"How is it, then? Don't you feel afraid here?"

"What, of the sick people?"

"Of the sick people ... or of anything else...."

"I am only afraid of the dead.... Do you know," ... she bent down towards him and whispered in a scared voice—"they still move after they are dead ... it's true, on my soul!"

"I know that ... I have seen it myself!" Grigori continued with an ironical laugh—"The police-officer Nazaroff nearly gave me a box on the ear as he lay on the stretcher. I was carrying him to the mortuary, and all of a sudden he let out with his left hand.... I only just escaped it ... it's true!"

Grischka was in the best of tempers. Taking his tea in this bright clean room, from which could be seen endless distances of green fields and blue sky, pleased him immensely. And there was something else too which caused him pleasure—something which radiated, as it were, from his own personality. He felt the desire to show the best side of his character, and at the same time to appear in Matronal eyes as the hero of the hour.

"I shall make this my life work.... Heaven itself shall rejoice at it! I have my own special reasons for doing so.... The people here, I tell you, are such as one seldom meets in the world...."

He told her now of his conversation with the doctor, and whilst he unconsciously exaggerated a little, he worked himself into a still pleasanter frame of mind.

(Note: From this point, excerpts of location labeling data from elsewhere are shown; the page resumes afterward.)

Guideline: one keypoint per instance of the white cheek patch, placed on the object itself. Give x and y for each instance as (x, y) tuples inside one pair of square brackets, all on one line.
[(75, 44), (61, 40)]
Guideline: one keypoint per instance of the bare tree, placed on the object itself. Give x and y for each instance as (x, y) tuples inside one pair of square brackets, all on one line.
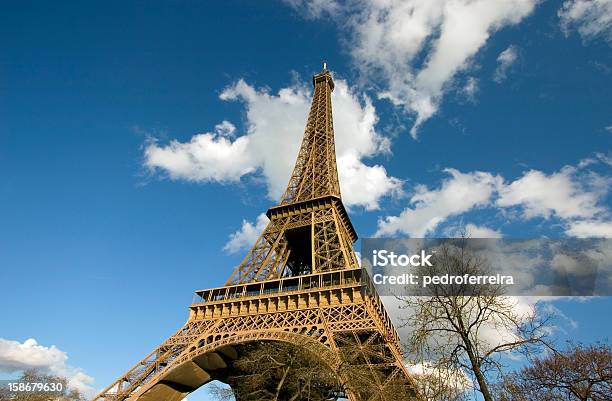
[(579, 373), (269, 371), (451, 327), (36, 376)]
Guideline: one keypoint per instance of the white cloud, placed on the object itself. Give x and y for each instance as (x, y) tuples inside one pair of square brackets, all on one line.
[(247, 235), (470, 89), (572, 195), (592, 18), (16, 356), (504, 61), (225, 128), (590, 228), (430, 207), (558, 194), (275, 125), (206, 157), (475, 231), (414, 48)]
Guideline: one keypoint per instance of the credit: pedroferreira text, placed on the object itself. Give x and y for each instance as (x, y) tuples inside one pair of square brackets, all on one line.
[(446, 279)]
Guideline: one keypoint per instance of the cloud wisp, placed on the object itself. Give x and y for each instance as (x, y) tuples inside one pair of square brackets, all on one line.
[(16, 356), (413, 50), (591, 18), (571, 195), (504, 61), (274, 129)]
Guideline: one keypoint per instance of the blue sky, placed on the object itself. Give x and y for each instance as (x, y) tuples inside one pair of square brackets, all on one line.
[(140, 141)]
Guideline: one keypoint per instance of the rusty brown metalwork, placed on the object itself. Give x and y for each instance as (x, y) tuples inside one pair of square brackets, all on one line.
[(300, 283)]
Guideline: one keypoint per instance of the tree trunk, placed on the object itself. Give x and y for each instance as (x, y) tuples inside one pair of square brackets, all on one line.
[(482, 382)]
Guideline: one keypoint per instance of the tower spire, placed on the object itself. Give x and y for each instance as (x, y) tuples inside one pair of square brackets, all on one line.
[(315, 173), (300, 284)]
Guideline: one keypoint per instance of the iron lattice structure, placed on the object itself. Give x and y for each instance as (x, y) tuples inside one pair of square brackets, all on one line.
[(300, 283)]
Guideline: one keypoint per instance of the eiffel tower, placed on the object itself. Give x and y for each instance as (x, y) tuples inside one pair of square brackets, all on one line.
[(301, 283)]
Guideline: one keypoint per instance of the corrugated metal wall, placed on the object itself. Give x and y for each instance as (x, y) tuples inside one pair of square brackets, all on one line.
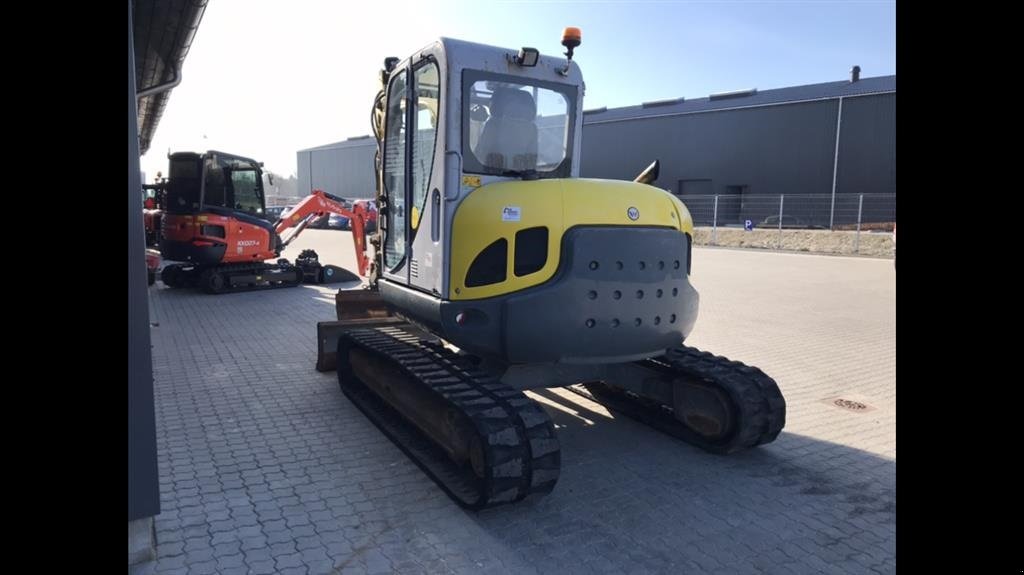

"And then the work itself, too," he continued. "You see, my dear, it's a holy work ... it's a sort of war. On one side stands the cholera, and we stand on the opposite side ... who is going to prove the stronger? We have to sharpen our wits to see that nothing is neglected.... What is this cholera after all?... We must first understand that clearly, and then we must use all means possible to fight it.... Doctor Wasschtschenko said to me, 'We need you, Orloff, in this business. Don't let yourself be frightened. Continue to rub the feet and the stomachs of the patients,' he said, and I will rub their insides with my medicines.... And so we shall thoroughly get the better of the disease, you will see, and the patient will recover, and will thank us for restoring him to life.' ... Think of that; you and I together, Matrona ... you and I!"

He swelled his chest out with a feeling of pride, and looked at Matrona with sparkling eyes. She smiled back at him, but did not reply. He looked so handsome whilst he was speaking, and reminded her so of the Grischka whom she used to know in their early married life.